City Guide to Edinburgh, Scotland

City Guide to Edinburgh, Scotland

Scottish Chamber Orchestra: Britten 100:1, Queen's Hall, Review


By Barbara Bryan - Posted on 19 April 2013

4
Show Details
Venue: 
Queen's Hall
Company: 
Scottish Chamber Orchestra
Production: 
Richard Egarr (conductor)
Performers: 
Sarah Oates (guest leader), Peter Franks (trumpet), members of the Scottish Chamber Orchestra
Running time: 
100mins

The Queen’s Hall concert was devoted to Benjamin Britten to commemorate the 100th anniversary of his birth.

One of the most distinguished composers of the 20th century, Britten was heavily influenced by the seventeenth century Baroque composer Henry Purcell, and conductor Richard Egarr chose to feature work from both composers in this packed programme.

Juxtaposing Purcell with Britten, Egarr chose to start the concert with his ‘favourite bits’ from Purcell’s ‘Suite from King Arthur.’ The balance of the musicians was excellent, with the strings resonating perfectly around the hall. And in one of the extracts, with Egarr on the organ and Sarah Oates, the guest leader, and Peter Franks on trumpet, they performed a perfect duet.

The platform was rearranged for Britten’s Prelude and Fugue for Strings. The string players stood throughout and Sarah Oates played the solo hauntingly and with great feeling. A complex contrapuntal piece, it was flamboyantly conducted by Egarr.

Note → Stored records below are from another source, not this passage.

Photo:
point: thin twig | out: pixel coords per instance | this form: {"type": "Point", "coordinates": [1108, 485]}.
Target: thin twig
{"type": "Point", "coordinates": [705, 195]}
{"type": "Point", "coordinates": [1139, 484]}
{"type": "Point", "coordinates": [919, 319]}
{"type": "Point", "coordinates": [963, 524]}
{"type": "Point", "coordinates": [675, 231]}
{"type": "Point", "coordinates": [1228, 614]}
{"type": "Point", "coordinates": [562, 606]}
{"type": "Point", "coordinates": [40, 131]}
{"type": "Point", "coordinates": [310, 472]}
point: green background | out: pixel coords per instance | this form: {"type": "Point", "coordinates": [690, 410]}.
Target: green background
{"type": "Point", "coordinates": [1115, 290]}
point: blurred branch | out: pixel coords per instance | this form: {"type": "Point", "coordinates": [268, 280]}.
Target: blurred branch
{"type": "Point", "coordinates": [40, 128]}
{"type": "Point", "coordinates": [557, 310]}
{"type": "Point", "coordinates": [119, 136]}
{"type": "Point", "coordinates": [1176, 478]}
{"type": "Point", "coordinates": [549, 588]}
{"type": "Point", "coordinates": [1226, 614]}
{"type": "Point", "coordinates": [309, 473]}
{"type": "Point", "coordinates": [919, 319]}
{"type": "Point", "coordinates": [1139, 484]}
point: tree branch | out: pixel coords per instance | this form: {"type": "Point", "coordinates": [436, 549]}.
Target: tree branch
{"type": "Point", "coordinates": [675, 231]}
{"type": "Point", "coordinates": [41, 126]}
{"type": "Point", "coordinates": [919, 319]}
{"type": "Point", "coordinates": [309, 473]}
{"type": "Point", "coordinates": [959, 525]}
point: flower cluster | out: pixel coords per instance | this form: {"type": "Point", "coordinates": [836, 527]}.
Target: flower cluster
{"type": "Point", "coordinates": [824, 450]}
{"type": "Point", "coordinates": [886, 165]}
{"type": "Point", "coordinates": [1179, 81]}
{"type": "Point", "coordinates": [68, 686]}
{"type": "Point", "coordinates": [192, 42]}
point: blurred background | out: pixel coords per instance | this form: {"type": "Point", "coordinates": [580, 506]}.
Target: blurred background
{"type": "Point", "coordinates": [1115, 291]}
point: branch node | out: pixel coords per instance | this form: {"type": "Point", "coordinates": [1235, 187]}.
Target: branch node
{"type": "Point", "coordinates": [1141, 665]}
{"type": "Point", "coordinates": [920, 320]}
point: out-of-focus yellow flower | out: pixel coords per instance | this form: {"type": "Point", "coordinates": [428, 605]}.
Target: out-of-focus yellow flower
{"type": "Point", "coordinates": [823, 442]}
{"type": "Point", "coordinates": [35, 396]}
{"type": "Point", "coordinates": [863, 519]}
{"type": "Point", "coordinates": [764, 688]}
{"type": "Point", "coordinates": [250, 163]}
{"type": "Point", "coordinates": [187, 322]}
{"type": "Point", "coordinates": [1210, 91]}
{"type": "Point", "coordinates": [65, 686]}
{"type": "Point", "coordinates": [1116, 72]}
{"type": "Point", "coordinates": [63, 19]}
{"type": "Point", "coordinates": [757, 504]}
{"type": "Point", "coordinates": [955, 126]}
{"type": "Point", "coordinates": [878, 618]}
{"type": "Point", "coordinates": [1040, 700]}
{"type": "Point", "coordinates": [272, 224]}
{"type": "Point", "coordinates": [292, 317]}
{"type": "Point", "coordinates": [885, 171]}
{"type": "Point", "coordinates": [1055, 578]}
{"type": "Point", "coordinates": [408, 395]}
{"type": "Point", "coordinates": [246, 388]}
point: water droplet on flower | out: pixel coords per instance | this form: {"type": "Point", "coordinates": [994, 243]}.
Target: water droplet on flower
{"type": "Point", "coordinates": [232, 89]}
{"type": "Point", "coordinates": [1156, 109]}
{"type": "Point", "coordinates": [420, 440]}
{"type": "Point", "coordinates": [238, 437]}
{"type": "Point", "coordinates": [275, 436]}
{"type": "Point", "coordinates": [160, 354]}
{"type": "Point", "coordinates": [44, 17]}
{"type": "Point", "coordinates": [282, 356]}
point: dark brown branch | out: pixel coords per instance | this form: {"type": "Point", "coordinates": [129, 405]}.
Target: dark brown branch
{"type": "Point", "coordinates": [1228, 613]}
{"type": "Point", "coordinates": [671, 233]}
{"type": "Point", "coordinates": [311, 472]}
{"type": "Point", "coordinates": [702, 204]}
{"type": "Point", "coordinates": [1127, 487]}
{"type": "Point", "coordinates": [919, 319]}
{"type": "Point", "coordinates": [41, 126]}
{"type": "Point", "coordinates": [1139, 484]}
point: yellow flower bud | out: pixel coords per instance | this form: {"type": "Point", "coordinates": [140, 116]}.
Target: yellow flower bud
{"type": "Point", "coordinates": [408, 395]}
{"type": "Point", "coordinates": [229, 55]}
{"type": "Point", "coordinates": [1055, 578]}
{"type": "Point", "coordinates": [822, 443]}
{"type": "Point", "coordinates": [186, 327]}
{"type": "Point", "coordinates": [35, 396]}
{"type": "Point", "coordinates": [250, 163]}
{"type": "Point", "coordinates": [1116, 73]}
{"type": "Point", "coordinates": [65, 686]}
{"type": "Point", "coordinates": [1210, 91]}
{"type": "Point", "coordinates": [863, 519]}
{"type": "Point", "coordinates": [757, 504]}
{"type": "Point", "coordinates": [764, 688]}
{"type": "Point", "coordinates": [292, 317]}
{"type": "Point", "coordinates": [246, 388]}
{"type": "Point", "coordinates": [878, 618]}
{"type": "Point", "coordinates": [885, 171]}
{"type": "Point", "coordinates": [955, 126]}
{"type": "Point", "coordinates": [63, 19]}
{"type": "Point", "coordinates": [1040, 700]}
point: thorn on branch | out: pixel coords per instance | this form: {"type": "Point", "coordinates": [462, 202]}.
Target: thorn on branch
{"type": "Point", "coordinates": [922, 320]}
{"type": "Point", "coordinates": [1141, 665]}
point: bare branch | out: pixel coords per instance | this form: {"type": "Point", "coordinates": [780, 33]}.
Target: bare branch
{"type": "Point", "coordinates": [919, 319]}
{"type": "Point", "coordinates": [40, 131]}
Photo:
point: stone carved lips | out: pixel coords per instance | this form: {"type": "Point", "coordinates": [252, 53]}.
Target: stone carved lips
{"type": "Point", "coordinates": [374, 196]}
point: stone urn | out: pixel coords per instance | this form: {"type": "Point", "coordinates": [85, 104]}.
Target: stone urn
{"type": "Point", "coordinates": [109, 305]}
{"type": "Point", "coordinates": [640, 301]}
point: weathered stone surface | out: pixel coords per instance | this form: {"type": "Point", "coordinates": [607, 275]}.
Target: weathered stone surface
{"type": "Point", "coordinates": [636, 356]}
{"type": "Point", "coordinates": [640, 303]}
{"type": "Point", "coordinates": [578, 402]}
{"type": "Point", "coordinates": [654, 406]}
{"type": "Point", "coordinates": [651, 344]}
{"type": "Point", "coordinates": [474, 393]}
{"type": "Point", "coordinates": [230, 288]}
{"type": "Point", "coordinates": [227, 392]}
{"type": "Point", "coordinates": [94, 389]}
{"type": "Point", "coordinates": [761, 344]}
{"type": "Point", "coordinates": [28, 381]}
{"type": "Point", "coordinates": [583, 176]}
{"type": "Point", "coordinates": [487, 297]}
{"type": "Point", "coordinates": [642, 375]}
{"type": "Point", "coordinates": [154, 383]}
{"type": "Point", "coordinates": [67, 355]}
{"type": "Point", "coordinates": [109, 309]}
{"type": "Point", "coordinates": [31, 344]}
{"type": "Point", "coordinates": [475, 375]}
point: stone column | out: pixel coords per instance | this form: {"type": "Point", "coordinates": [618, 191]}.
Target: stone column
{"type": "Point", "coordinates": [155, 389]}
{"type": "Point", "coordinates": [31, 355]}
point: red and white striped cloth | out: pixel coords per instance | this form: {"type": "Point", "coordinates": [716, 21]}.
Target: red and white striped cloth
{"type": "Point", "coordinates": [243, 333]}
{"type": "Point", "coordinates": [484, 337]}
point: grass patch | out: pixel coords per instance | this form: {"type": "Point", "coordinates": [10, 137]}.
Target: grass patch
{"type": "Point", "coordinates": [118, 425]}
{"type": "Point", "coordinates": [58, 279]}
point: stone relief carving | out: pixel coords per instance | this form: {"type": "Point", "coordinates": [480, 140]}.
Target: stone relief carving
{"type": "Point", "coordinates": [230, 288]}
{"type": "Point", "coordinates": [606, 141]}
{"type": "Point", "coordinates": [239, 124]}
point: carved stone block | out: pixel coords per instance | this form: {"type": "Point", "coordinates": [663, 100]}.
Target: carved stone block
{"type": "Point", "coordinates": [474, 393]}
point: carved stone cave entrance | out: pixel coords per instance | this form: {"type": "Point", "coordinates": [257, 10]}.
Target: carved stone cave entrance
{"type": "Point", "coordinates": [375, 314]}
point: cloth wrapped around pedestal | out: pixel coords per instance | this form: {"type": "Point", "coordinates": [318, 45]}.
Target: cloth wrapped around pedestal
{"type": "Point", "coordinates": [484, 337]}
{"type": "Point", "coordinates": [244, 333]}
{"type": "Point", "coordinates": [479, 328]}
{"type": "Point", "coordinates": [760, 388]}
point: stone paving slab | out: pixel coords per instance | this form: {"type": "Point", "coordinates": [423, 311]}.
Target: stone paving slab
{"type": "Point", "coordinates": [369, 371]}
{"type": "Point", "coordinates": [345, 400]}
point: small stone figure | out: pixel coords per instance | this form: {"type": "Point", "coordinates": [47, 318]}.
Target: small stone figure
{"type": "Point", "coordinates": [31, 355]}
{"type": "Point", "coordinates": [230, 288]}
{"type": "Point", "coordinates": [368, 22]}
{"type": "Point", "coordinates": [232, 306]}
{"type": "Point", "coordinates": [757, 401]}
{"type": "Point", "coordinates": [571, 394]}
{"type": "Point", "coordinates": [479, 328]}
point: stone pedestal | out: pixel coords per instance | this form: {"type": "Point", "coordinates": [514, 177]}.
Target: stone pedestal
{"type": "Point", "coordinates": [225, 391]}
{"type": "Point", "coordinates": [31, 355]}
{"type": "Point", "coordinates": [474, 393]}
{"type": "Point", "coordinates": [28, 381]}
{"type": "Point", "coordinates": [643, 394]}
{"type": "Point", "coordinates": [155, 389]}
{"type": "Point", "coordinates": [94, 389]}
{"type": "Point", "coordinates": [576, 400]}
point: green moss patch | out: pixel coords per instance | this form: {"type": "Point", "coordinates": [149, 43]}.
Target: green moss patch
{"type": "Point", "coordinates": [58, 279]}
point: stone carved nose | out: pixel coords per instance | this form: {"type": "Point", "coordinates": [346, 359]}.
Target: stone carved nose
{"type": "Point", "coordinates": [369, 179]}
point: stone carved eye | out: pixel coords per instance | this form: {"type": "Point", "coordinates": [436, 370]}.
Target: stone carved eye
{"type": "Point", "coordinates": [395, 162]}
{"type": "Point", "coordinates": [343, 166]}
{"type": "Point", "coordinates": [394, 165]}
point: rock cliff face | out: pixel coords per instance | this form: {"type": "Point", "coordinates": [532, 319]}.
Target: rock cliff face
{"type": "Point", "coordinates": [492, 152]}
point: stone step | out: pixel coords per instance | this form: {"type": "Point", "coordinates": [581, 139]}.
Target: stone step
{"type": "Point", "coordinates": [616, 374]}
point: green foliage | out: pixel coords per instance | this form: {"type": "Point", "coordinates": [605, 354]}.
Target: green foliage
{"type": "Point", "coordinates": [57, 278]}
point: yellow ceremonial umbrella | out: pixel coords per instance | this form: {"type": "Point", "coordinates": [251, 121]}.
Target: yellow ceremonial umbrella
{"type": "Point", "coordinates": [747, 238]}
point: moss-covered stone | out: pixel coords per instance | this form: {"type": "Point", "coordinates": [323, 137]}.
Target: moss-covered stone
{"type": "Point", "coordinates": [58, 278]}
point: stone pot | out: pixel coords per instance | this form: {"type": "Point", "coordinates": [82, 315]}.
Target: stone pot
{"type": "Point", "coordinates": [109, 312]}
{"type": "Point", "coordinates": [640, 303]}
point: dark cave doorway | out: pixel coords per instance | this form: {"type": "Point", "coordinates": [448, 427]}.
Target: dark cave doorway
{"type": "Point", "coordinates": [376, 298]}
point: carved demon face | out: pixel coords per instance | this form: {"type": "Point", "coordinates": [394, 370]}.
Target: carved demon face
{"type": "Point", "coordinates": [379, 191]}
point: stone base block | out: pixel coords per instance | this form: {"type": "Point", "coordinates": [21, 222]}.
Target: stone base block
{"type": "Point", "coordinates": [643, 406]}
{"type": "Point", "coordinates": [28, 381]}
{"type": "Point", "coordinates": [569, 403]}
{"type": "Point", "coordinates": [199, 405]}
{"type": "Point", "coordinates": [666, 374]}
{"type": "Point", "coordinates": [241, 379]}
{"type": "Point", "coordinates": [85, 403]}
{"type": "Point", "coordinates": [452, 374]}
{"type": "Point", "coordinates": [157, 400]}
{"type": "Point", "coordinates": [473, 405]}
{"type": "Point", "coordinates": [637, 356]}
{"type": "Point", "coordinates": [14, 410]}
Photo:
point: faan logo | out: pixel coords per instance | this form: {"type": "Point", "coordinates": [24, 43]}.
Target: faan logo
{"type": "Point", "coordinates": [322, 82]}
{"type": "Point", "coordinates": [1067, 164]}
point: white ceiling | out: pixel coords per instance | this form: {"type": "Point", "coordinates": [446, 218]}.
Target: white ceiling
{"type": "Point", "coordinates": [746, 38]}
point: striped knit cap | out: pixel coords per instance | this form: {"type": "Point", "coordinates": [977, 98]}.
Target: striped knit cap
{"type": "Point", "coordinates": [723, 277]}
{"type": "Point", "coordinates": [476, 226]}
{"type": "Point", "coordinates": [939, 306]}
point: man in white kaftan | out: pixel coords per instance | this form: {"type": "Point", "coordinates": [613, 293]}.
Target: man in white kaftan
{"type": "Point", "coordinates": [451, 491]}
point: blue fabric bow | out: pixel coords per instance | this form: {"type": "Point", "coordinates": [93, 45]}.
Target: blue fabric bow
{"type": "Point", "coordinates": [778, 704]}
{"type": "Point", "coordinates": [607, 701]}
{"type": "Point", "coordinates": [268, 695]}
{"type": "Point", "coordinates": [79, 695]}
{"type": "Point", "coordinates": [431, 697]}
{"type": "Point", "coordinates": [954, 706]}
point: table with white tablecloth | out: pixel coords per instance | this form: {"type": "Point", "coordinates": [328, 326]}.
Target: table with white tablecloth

A personable conductor, Egarr explained the history behind his musical arrangement of seventeenth century ‘catches.’ These were four part harmony rounds written by prominent musicians of the period, which – he assured the audience – had lewd lyrics. We, however, were only privy to a selection of the words recounted by Egarr. A playful interpretation, it was a delight to listen to.

Britten’s Opera Gloriana was first performed as part of Queen Elizabeth II coronation celebrations. Based on the relationship between Queen Elizabeth and the Earl of Essex, the Queen was reportedly unhappy with the interpretation and it was one of Britten’s few pieces to receive adverse criticism.

For this programme, Egarr chose ‘Courtly Dances from Gloriana’ which features the full complement of musicians with additional horns and tuba. Peter Franks played a marvellous trumpet solo at the beginning and in the final ‘catch’, Egarr devoted the interpretation to Purcell and Britten by featuring their favourite musical instrument, the viola.

One can readily see Purcell’s influence in Britten’s ‘A Hymn to the Virgin.’ This exquisite sacred piece of a cappella music for four parts was sung beautifully by the SCO chorus.

Arvo Part, the Estonian composer, wrote ‘Cantus in Memoriam Benjamin Britten’ in l977 to mourn the death of the composer the previous year. Written for string orchestra and bell the work begins with ponderous single bell chimes and is a simple, moving piece based on a descending A minor scale – a melancholy, mournful reminder of his loss.

Purcell was a royal composer and the programme concluded with his suitably grand anthem ‘My Heart is Inditing’ – composed for the coronation of James II in l685. It is the quintessence of English baroque music. The nuances in the choir were excellent and it was a wonderful, uplifting ending to this well thought out programme.

18 April at 7.30pm, Queen's Hall; Friday 19 April, City Halls, Glasgow at 7.30pm.